2 décembre 2009

Libération refusée

Même s’il aura bientôt purgé le tiers de sa peine de six mois d’emprisonnement, la Commission des libérations conditionnelles (CLCQ) vient de refuser la remise en liberté du conjoint de Myriam Bédard, Nima Mazhari, en raison notamment d’une « structure de pensée qui n'est pas rationnelle ».

Emprisonné depuis le début d’octobre pour vol et recel d’oeuvres d’art, Mazhari aurait pu bénéficier d’une libération dès le mois suivant. Le 13 novembre 2009, la CLCQ a évalué qu’il représentait un risque inacceptable pour la société en raison de sa structure de pensée.

« La Commission constate également que votre discours est centré sur vousmême, que vous justifiez les conséquences de vos choix par une pensée qui n’est pas rationnelle, qu’il n’y a pas de changement significatif et que le risque de récidive demeure présent pour ces motifs » , jugent les commissaires.

Ce document de trois pages révèle que Mme Bédard était présente à l’audience. Nima Mazhari a évoqué la théorie du vaste complot devant le CLCQ. Il a aussi précisé aux commissaires que la popularité du Parti libéral du Canada a régressé de 65 % à 32 % à la suite du témoignage de sa conjointe dans le cadre du scandale des commandites.

Grève de la faim interrompue
L’Iranien d’origine a interrompu la grève de la faim qu’il avait entamée la semaine dernière « pour protester contre une injustice politiquement organisée ».

Son refus de s’alimenter n’aura finalement duré que six jours. Le geste d’un gardien l’aurait particulièrement ému.
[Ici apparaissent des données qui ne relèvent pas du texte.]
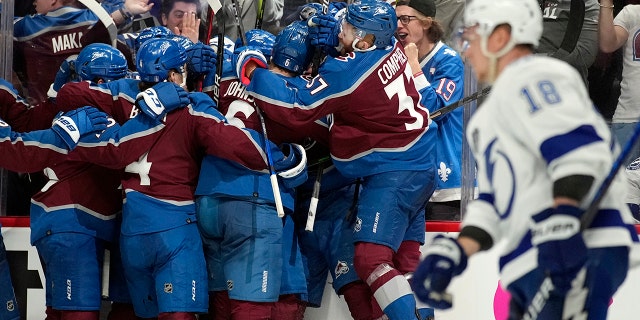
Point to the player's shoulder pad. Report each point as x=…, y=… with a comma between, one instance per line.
x=203, y=104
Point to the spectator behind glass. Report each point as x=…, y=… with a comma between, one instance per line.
x=449, y=13
x=182, y=18
x=614, y=34
x=439, y=73
x=53, y=34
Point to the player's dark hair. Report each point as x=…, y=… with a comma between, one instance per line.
x=167, y=5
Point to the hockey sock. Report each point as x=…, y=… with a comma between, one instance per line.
x=121, y=311
x=241, y=310
x=219, y=305
x=358, y=297
x=289, y=307
x=79, y=315
x=407, y=258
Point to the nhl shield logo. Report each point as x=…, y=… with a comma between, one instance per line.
x=358, y=226
x=341, y=268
« Un gardien membre du personnel de l’établissement m’a amené une tranche de viande avec six morceaux de frite qu’il avait séparé de sa propre nourriture afin de partager son souper avec moi. Ce geste grandement humain m’a touché énormément. D’ailleurs, j’avais constaté comment ma grève de la faim avait touché les membres du personnel dans le secteur, les détenus et beaucoup de gens qui m’ont envoyé des messages de solidarité », écrit M. Mazhari, qui souhaite que son dossier soit soumis à la Cour suprême du Canada.

M. Mazhari avait été reconnu coupable, en juin 2007, d’avoir volé une vingtaine de tableaux d’une valeur de plus de 80 000 $ à une dame âgée de 78 ans. La Cour d’appel a rejeté sa demande.